Aim of the study was to evaluate performance of a new fully automated platform, DiaSorin-LIAISON® XL (DiaSorin S.p.A, Vercelli, Italy), in blood donor screening, specifically for hepatitis B surface antigen (HBsAg), hepatitis B core antibodies (anti-HBc), hepatitis C antibodies (anti-HCV), HIV p24 antigen, HIV antibodies, human T-lymphotropic virus types 1 and 2 (HTLV-1/2) and Treponema pallidum antibodies.

In screening for such viral and bacteriological blood-borne infections, sensitivity and specificity are of utmost importance.

Sensitivity was evaluated using selected panels of samples previously analysed on the Abbott Architect immunoanalyser (Abbott Laboratories, Abbott Park, IL, USA)--the gold standard for this evaluation.
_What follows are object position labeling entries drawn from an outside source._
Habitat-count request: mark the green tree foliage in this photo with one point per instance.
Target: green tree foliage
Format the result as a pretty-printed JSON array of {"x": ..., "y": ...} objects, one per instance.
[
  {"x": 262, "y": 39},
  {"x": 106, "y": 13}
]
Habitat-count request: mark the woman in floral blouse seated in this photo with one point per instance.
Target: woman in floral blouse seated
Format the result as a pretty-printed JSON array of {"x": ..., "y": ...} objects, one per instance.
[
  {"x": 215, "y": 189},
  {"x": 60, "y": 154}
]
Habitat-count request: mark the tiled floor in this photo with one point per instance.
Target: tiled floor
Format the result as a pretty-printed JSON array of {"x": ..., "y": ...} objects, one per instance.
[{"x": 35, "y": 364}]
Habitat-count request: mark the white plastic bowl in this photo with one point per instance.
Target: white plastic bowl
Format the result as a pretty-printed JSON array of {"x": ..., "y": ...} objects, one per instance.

These samples were confirmed positive for HBsAg, anti-HBc, anti-HCV, HIV Ag/Ab, anti-HTLV-1/2 and antibodies to T. pallidum, respectively. Specificity analysis was assessed by analysing blood donor samples previously run on the Architect platform and found non-reactive for each marker. A total of 1·100 donor samples (both new and regular donors) were tested. Previously, non-specific reactive samples were also run for every tested marker, as well as samples with autoimmune antibodies and antibodies to other infections.

Three hundred seventy-eight samples positive for the tested markers (HBsAg n = 51, anti-HBc n = 52, anti-HCV n = 75, anti-Treponema n = 55, anti-HIV-1 n = 79, anti-HIV-2 n = 25, anti-HIV 1/2 n = 3, anti-HTLV-1 n = 28 anti-HTLV-2 n = 10) were tested and found positive, suggesting a high sensitivity. A number of 342-1100 negative blood donors (depending on marker) have been tested, with very good specificity for the markers tested, ranging between 99·5 and 100%, respectively.

The LIAISON® XL platform demonstrated very high sensitivity for the markers tested and the specificity necessary to fulfil the stringent requirements for blood donor screening.